Despite the fact that she was safely on dry land and in no imminent danger of falling over, Robert had taken casual possession of her arm, grasping it through her cloak, just beneath the elbow, as though he had every right to offer that support.

It would not have infuriated Charlotte quite so much if she hadn’t caught herself leaning into that gentle pressure, like a dog preening to be petted.

Charlotte pulled herself stiffly upright.

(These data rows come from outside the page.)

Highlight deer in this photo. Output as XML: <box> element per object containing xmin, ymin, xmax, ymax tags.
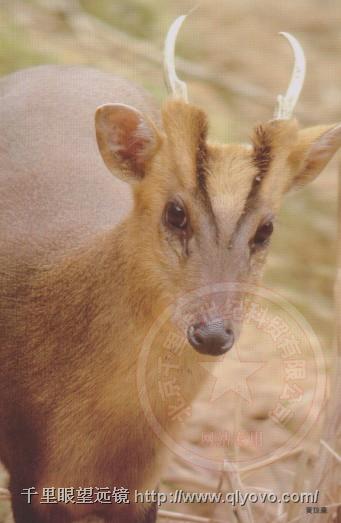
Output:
<box><xmin>0</xmin><ymin>11</ymin><xmax>341</xmax><ymax>523</ymax></box>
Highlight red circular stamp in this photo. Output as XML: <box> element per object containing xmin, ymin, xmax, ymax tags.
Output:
<box><xmin>137</xmin><ymin>283</ymin><xmax>327</xmax><ymax>470</ymax></box>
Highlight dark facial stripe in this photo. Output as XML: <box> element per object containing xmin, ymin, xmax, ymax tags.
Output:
<box><xmin>196</xmin><ymin>137</ymin><xmax>219</xmax><ymax>237</ymax></box>
<box><xmin>247</xmin><ymin>125</ymin><xmax>272</xmax><ymax>207</ymax></box>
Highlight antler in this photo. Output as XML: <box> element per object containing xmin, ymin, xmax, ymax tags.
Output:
<box><xmin>274</xmin><ymin>33</ymin><xmax>305</xmax><ymax>120</ymax></box>
<box><xmin>163</xmin><ymin>15</ymin><xmax>188</xmax><ymax>102</ymax></box>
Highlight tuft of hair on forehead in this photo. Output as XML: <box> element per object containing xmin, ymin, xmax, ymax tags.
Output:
<box><xmin>252</xmin><ymin>125</ymin><xmax>272</xmax><ymax>183</ymax></box>
<box><xmin>162</xmin><ymin>100</ymin><xmax>208</xmax><ymax>186</ymax></box>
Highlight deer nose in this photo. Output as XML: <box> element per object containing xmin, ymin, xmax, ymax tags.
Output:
<box><xmin>187</xmin><ymin>320</ymin><xmax>234</xmax><ymax>356</ymax></box>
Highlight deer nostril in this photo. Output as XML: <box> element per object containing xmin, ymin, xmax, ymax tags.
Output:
<box><xmin>187</xmin><ymin>320</ymin><xmax>234</xmax><ymax>355</ymax></box>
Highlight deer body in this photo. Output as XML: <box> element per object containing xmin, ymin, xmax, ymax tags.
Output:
<box><xmin>0</xmin><ymin>24</ymin><xmax>341</xmax><ymax>523</ymax></box>
<box><xmin>0</xmin><ymin>67</ymin><xmax>173</xmax><ymax>522</ymax></box>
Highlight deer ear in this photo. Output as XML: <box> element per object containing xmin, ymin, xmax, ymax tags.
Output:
<box><xmin>95</xmin><ymin>104</ymin><xmax>161</xmax><ymax>182</ymax></box>
<box><xmin>287</xmin><ymin>125</ymin><xmax>341</xmax><ymax>190</ymax></box>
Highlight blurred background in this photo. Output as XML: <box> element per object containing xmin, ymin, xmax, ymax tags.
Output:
<box><xmin>0</xmin><ymin>0</ymin><xmax>341</xmax><ymax>523</ymax></box>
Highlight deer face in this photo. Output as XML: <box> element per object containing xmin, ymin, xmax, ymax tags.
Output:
<box><xmin>96</xmin><ymin>101</ymin><xmax>341</xmax><ymax>355</ymax></box>
<box><xmin>96</xmin><ymin>16</ymin><xmax>341</xmax><ymax>355</ymax></box>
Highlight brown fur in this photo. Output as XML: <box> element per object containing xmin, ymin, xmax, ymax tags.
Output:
<box><xmin>0</xmin><ymin>67</ymin><xmax>340</xmax><ymax>523</ymax></box>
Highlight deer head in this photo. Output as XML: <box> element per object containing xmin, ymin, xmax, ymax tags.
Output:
<box><xmin>96</xmin><ymin>17</ymin><xmax>341</xmax><ymax>355</ymax></box>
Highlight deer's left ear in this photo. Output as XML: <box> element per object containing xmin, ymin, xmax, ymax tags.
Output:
<box><xmin>287</xmin><ymin>124</ymin><xmax>341</xmax><ymax>190</ymax></box>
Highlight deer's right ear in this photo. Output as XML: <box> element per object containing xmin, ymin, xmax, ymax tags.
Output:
<box><xmin>95</xmin><ymin>104</ymin><xmax>161</xmax><ymax>182</ymax></box>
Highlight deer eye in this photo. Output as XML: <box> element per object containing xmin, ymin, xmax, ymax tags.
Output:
<box><xmin>251</xmin><ymin>221</ymin><xmax>274</xmax><ymax>248</ymax></box>
<box><xmin>164</xmin><ymin>200</ymin><xmax>187</xmax><ymax>231</ymax></box>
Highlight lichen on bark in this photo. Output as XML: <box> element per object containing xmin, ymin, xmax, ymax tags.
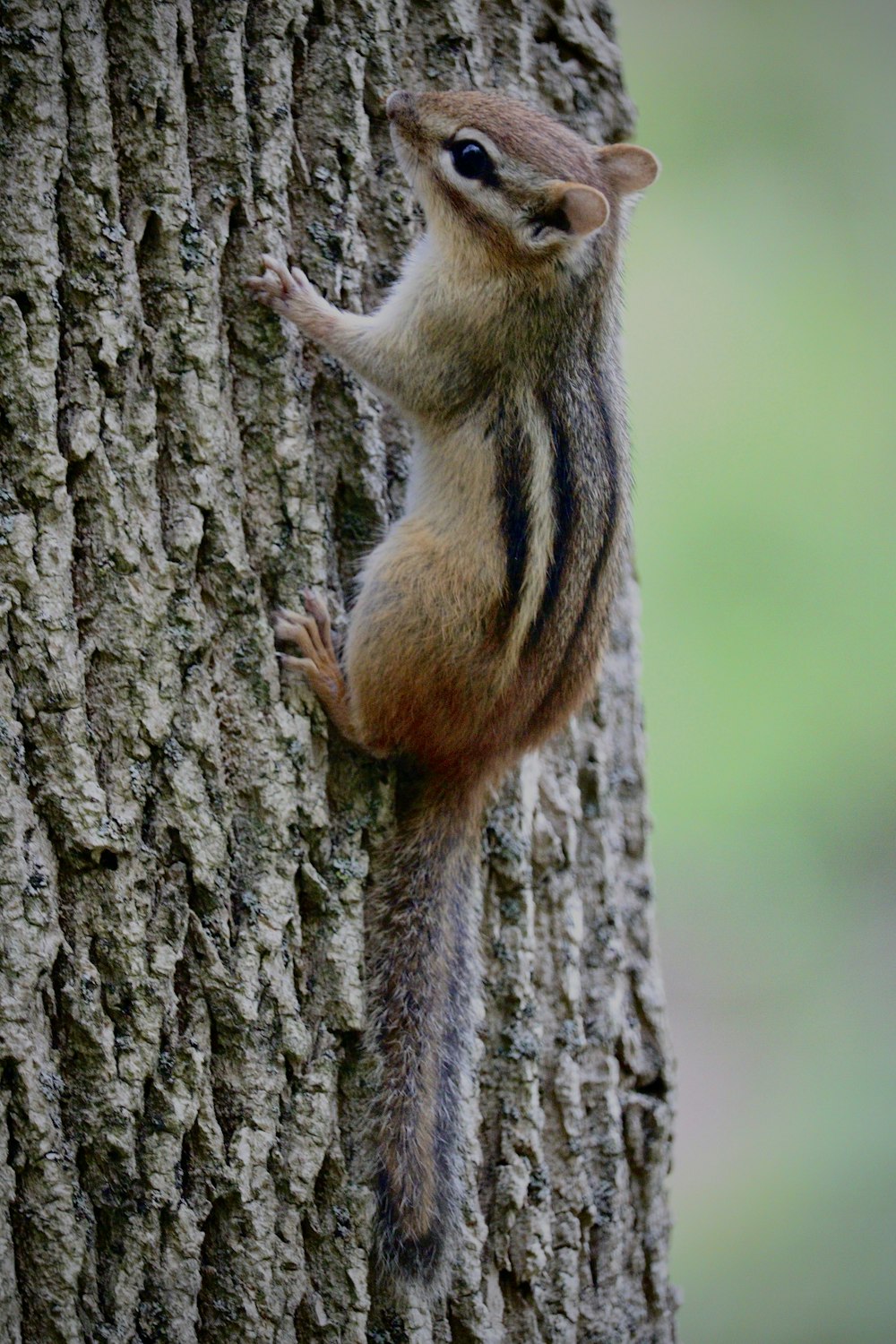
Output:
<box><xmin>0</xmin><ymin>0</ymin><xmax>673</xmax><ymax>1344</ymax></box>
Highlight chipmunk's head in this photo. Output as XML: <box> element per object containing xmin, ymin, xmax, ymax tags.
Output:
<box><xmin>385</xmin><ymin>90</ymin><xmax>659</xmax><ymax>265</ymax></box>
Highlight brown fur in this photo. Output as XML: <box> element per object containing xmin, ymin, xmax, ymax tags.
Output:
<box><xmin>250</xmin><ymin>93</ymin><xmax>656</xmax><ymax>1285</ymax></box>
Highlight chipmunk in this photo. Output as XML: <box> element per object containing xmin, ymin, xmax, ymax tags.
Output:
<box><xmin>247</xmin><ymin>91</ymin><xmax>659</xmax><ymax>1285</ymax></box>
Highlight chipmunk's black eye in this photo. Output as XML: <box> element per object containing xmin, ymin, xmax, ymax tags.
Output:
<box><xmin>452</xmin><ymin>140</ymin><xmax>495</xmax><ymax>182</ymax></box>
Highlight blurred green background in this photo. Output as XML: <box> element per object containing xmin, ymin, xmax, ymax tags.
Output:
<box><xmin>616</xmin><ymin>0</ymin><xmax>896</xmax><ymax>1344</ymax></box>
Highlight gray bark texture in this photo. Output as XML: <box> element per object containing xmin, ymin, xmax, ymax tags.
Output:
<box><xmin>0</xmin><ymin>0</ymin><xmax>675</xmax><ymax>1344</ymax></box>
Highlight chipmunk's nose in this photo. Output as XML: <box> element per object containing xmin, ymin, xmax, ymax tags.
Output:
<box><xmin>385</xmin><ymin>89</ymin><xmax>414</xmax><ymax>121</ymax></box>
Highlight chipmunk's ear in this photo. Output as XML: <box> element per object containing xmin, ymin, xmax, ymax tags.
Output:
<box><xmin>542</xmin><ymin>182</ymin><xmax>610</xmax><ymax>238</ymax></box>
<box><xmin>594</xmin><ymin>145</ymin><xmax>659</xmax><ymax>196</ymax></box>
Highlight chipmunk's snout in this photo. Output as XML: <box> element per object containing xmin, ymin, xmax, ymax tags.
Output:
<box><xmin>385</xmin><ymin>89</ymin><xmax>415</xmax><ymax>123</ymax></box>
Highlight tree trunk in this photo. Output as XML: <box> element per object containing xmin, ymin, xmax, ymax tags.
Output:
<box><xmin>0</xmin><ymin>0</ymin><xmax>675</xmax><ymax>1344</ymax></box>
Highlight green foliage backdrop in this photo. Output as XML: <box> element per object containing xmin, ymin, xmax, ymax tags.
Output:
<box><xmin>618</xmin><ymin>0</ymin><xmax>896</xmax><ymax>1344</ymax></box>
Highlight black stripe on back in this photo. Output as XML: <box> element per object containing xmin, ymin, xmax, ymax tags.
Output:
<box><xmin>525</xmin><ymin>397</ymin><xmax>576</xmax><ymax>650</ymax></box>
<box><xmin>492</xmin><ymin>405</ymin><xmax>530</xmax><ymax>634</ymax></box>
<box><xmin>564</xmin><ymin>376</ymin><xmax>619</xmax><ymax>648</ymax></box>
<box><xmin>533</xmin><ymin>376</ymin><xmax>619</xmax><ymax>719</ymax></box>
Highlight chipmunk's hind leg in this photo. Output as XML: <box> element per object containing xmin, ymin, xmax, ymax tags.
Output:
<box><xmin>271</xmin><ymin>591</ymin><xmax>364</xmax><ymax>746</ymax></box>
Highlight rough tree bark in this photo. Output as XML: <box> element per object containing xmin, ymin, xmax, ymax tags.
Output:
<box><xmin>0</xmin><ymin>0</ymin><xmax>675</xmax><ymax>1344</ymax></box>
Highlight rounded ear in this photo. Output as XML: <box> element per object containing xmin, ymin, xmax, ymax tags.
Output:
<box><xmin>542</xmin><ymin>182</ymin><xmax>610</xmax><ymax>238</ymax></box>
<box><xmin>594</xmin><ymin>145</ymin><xmax>659</xmax><ymax>196</ymax></box>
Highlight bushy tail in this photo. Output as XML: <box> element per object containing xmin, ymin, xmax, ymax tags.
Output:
<box><xmin>368</xmin><ymin>777</ymin><xmax>481</xmax><ymax>1285</ymax></box>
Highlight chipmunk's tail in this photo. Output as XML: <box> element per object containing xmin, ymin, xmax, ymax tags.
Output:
<box><xmin>368</xmin><ymin>776</ymin><xmax>482</xmax><ymax>1289</ymax></box>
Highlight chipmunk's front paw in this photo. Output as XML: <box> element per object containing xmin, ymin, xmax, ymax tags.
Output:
<box><xmin>246</xmin><ymin>253</ymin><xmax>326</xmax><ymax>327</ymax></box>
<box><xmin>271</xmin><ymin>593</ymin><xmax>360</xmax><ymax>745</ymax></box>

Robert, still casually bracing her arm as though — as though she were a dog he had on the lead (having chosen a metaphor, it seemed simpler to stay with it, as unflattering as it was to her), didn’t seem to notice. He frowned up at the stucco façade of Medmenham Abbey.

“Look at the lights,” he said, keeping his voice deliberately low. “Someone is in the Abbey.”

“Not unusual, surely?” said Miles, vaulting easily over the edge of the boat and landing on the dock with a satisfied thump. Miles had always been particularly fond of jumping over things. “Medmenham would have a left a staff behind. Servants and . . . well, servants.”

Household management had never been Miles’s forte.

The lantern light trailed from one window to the next, casting strange plays of light and shadow onto the winter gray grass of the bank. To Charlotte’s dazed and dazzled eyes, the light seemed to ripple like the tail of a salamander.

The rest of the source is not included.